LLM Insight Tracker

新基准挑战:PRBench/RealChart2Code/Qworld/CUA/ARC-AGI-3/Terminal 2.0 + GEditBench v2 + MESNA + MLPerf v6.0 + YC-Bench + Vision2Web/VideoZeroBench + BizGenEval/VOID + HF top papers + agent metrics + VLM limits + base LLM math gen fails + llmtester/ClawArena/LIBERO-Para

新基准挑战:PRBench/RealChart2Code/Qworld/CUA/ARC-AGI-3/Terminal 2.0 + GEditBench v2 + MESNA + MLPerf v6.0 + YC-Bench + Vision2Web/VideoZeroBench + BizGenEval/VOID + HF top papers + agent metrics + VLM limits + base LLM math gen fails + llmtester/ClawArena/LIBERO-Para

Key Questions

What does PRBench test in AI agents?

PRBench evaluates end-to-end paper reproduction in physics research. It exposes failures in agent physics repro tasks as of Mar 2026.

What is ARC-AGI-3's performance level?

ARC-AGI-3 scores are low at 0.37% for top models like GPT-5.4. It challenges generalization in new benchmarks.

What limitation do VLMs show per recent studies?

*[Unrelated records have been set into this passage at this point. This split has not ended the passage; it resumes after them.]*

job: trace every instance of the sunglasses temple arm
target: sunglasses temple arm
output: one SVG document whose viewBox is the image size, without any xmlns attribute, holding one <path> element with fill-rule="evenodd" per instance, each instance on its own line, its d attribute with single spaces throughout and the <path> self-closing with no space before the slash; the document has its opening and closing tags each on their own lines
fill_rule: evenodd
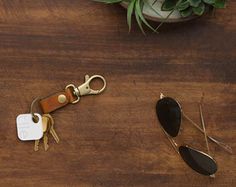
<svg viewBox="0 0 236 187">
<path fill-rule="evenodd" d="M 209 143 L 208 143 L 208 139 L 207 139 L 207 133 L 206 133 L 206 126 L 205 126 L 205 121 L 204 121 L 204 117 L 203 117 L 203 112 L 202 112 L 202 104 L 199 104 L 199 111 L 200 111 L 200 117 L 201 117 L 201 124 L 202 124 L 202 128 L 204 131 L 204 138 L 206 141 L 206 147 L 207 147 L 207 151 L 208 154 L 210 154 L 210 148 L 209 148 Z"/>
<path fill-rule="evenodd" d="M 166 131 L 164 129 L 162 129 L 162 130 L 165 133 L 167 139 L 170 141 L 170 143 L 171 143 L 172 147 L 174 148 L 174 150 L 179 154 L 179 151 L 177 149 L 177 147 L 178 147 L 177 143 L 172 138 L 170 138 L 170 136 L 166 133 Z"/>
<path fill-rule="evenodd" d="M 208 139 L 207 139 L 207 133 L 206 133 L 206 125 L 205 125 L 205 121 L 204 121 L 204 117 L 203 117 L 203 112 L 202 112 L 202 102 L 199 103 L 199 111 L 200 111 L 200 118 L 201 118 L 201 124 L 202 124 L 202 128 L 204 131 L 204 138 L 206 141 L 206 146 L 207 146 L 207 152 L 210 155 L 210 148 L 209 148 L 209 143 L 208 143 Z M 210 175 L 211 178 L 215 178 L 215 174 Z"/>
<path fill-rule="evenodd" d="M 200 132 L 204 133 L 203 129 L 200 128 L 196 123 L 193 122 L 193 120 L 191 120 L 184 112 L 183 113 L 183 116 L 194 126 L 196 127 Z M 223 148 L 225 151 L 227 151 L 228 153 L 232 154 L 233 153 L 233 150 L 232 148 L 229 146 L 229 145 L 226 145 L 225 143 L 223 142 L 220 142 L 218 140 L 216 140 L 215 138 L 211 137 L 211 136 L 208 136 L 207 135 L 207 138 L 209 138 L 212 142 L 216 143 L 218 146 L 220 146 L 221 148 Z"/>
</svg>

VLMs ignore visual details in favor of semantic anchors. They prioritize words over pure visuals.

What is BizGenEval?

BizGenEval is a benchmark for commercial visual content generation. It systematically tests generation quality.

How do base LLMs perform on generalization math?

Base LLMs fail on zero-shot generalization-focused math without TTA, per @GaryMarcus and @fchollet. They lack fluid intelligence.

What is VOID benchmark?

VOID tests video object and interaction deletion. It evaluates multimodal editing capabilities.

What are key new agent benchmarks mentioned?

New benchmarks include CUA, Terminal 2.0, GEditBench v2, MESNA (GPT-5.4 at 150IQ), and MLPerf v6.0. They measure agent ROI and HITL.

What does Agentic-MME reveal about multimodal agents?

Agentic-MME shows limits in VLM visuals vs. semantics. It benchmarks multimodal agent capabilities.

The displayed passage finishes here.